For Jagati, this exposure reinforced the importance of empathy in marketing. “India is very diverse,” he observed, adding that the country behaves “like 15–20 different countries, and each of these countries behaves differently.” Such experiences, he said, “widened my horizon and my perspective as a marketer,” helping him recognise the need to understand varied consumer contexts rather than rely on uniform assumptions.

Tracing the evolution of 99acres, Jagati described how the platform transformed from a simple digital listing site into a comprehensive real estate ecosystem over the past two decades. What began as a classifieds-style platform gradually evolved alongside the internet itself: from a desktop-first experience to a mobile-first, app-driven model. Over time, the company expanded into multiple categories, addressing residential and commercial needs and catering to buyers, sellers, renters, and lessors.

He highlighted how India’s growing economy has significantly shaped this evolution, particularly the rising importance of primary housing sales. Unlike resale properties, new housing projects require curated and structured information. “There’s a lot of information asymmetry,” he explained, noting that consumers often struggle to navigate multiple project launches. To address this, the platform aggregates and curates project data, offering detailed insights, including 3D maps, property layouts, and locality information. The objective, he said, is to “reduce the information asymmetry in our category where trust is an issue” and provide “credible and reliable information to the user so that they can make the right decision.”

Technology, especially artificial intelligence, has become central to enhancing consumer experience.
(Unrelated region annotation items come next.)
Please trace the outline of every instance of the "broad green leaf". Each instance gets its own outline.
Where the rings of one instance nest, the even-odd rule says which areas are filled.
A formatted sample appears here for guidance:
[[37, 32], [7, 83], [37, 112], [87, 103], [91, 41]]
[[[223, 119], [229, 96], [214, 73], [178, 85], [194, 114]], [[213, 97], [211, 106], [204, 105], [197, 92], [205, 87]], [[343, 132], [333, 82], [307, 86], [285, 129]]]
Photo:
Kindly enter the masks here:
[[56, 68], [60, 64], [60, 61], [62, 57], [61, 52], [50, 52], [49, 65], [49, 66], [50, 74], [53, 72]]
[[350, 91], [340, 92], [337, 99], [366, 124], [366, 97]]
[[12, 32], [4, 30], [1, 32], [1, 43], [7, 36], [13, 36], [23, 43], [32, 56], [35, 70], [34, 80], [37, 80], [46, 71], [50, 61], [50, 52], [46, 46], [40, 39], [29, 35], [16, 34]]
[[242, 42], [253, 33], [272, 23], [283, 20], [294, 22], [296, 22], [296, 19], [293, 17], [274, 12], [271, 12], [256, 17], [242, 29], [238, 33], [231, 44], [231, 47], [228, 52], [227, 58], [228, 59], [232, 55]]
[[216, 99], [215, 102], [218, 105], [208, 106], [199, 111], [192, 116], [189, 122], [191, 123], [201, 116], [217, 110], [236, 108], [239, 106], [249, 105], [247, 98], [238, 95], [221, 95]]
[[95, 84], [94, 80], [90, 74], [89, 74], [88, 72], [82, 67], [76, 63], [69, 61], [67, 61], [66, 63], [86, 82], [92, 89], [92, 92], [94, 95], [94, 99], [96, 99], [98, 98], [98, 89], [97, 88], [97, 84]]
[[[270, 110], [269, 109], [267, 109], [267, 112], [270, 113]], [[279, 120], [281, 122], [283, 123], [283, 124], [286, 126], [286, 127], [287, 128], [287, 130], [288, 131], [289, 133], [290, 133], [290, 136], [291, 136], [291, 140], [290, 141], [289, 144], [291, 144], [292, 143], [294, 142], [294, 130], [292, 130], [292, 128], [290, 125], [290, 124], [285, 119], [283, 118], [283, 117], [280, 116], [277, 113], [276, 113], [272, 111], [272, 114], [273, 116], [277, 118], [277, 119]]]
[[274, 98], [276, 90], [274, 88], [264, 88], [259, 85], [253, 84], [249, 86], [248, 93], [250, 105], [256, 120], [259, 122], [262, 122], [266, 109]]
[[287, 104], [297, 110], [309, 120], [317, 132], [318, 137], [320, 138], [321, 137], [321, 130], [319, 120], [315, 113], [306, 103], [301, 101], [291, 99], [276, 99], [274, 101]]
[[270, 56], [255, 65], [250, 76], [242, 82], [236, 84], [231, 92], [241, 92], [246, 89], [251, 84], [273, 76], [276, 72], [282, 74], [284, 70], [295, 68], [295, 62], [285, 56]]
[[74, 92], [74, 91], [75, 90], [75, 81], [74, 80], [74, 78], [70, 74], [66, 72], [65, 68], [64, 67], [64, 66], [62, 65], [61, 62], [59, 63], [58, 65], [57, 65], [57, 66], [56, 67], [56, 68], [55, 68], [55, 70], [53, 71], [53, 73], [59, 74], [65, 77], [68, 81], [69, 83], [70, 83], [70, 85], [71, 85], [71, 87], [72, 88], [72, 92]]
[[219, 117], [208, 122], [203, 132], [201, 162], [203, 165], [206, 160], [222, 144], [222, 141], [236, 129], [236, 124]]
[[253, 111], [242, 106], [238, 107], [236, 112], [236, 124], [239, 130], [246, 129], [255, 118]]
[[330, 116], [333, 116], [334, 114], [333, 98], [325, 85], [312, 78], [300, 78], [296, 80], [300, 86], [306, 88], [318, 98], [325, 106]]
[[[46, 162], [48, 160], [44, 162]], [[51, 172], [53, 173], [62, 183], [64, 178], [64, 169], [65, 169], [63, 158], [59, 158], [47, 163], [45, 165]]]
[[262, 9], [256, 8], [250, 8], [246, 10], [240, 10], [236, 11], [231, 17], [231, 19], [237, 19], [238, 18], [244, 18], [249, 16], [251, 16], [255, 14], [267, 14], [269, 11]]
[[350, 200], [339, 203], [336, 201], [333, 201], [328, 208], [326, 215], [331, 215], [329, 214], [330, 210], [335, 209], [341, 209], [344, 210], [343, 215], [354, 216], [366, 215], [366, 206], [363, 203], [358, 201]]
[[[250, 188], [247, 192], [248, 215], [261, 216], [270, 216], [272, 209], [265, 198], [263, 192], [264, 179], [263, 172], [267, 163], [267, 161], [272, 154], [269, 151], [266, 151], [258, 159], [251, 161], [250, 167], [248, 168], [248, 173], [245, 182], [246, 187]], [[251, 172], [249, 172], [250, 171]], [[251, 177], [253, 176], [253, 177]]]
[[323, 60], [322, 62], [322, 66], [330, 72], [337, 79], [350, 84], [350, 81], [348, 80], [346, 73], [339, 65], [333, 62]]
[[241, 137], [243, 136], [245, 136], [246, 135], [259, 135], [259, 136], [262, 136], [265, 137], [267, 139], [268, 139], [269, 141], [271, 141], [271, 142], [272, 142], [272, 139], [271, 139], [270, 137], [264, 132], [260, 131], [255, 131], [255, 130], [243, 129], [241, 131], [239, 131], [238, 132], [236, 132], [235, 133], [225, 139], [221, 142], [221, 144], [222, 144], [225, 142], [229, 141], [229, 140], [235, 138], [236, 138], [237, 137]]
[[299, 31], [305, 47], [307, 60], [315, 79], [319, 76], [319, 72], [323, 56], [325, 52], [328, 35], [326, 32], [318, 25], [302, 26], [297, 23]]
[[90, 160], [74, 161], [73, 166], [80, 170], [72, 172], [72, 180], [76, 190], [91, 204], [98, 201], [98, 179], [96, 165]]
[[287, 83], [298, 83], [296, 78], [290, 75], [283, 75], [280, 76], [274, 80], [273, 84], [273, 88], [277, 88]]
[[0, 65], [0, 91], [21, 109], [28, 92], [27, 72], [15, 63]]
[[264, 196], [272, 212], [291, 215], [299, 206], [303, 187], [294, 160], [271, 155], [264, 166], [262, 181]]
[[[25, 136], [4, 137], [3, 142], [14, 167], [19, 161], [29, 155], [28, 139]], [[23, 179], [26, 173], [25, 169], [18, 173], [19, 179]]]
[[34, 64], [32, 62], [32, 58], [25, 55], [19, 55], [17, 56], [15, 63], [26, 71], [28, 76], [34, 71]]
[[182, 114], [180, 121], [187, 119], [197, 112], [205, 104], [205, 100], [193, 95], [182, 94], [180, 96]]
Jagati pointed to the company’s AI-powered video listings, which enable brokers to generate property videos at scale without manual effort. The system analyses images and videos, generates scripts, and even produces voiceovers using a sample of the lister’s voice. “We simply take a voice sample, look at the pictures and videos of the project, generate the script, and the audio is created in real time while the video is playing,” he explained. Today, he noted, “more than 50–60% of our listings are these AI listings,” reflecting how technology is transforming property discovery.

The discussion also explored evolving consumer trends in India’s real estate market.

A particularly significant shift has been the growing role of women in homebuying decisions. “Earlier, we used to market only to the male cohort,” Jagati admitted. However, recent research shows women playing an increasingly central role, “not only in giving a point of view, but also in identifying and shortlisting the kind of house that the family is interested in buying.” As a result, he said, marketing to women has become an important focus area for the company.

Understanding such shifts requires a robust approach to insight generation that combines digital and traditional methods, according to Jagati. While platform data reveals user behaviour, it cannot fully explain motivations. “What is driving them?” - such questions can only be answered through direct consumer engagement, Jagati stressed. The company, therefore, integrates first-party digital data with focus groups and face-to-face interviews. “The actual magic happens when you look at everything together,” he said, noting that this holistic understanding helps uncover both latent and explicit consumer needs.

For young professionals entering the field, Jagati offered clear guidance that effective marketing is not about chasing trends but about delivering meaningful outcomes. “The role of marketing is not something to only do things for the sake of virality; it is to help drive business.” And if one can do that, then as a marketer, you become a core and integral part of the team that is driving business outcomes.

Stressing that marketing has to be aligned with the business objective, he cautioned against pursuing virality without measurable impact. He also underlined the importance of maintaining a consumer-first approach: “As a marketer, you have to be the custodian of the consumer.” In a rapidly evolving landscape where creative, media, and technology increasingly intersect, continuous learning and curiosity remain essential, he stated.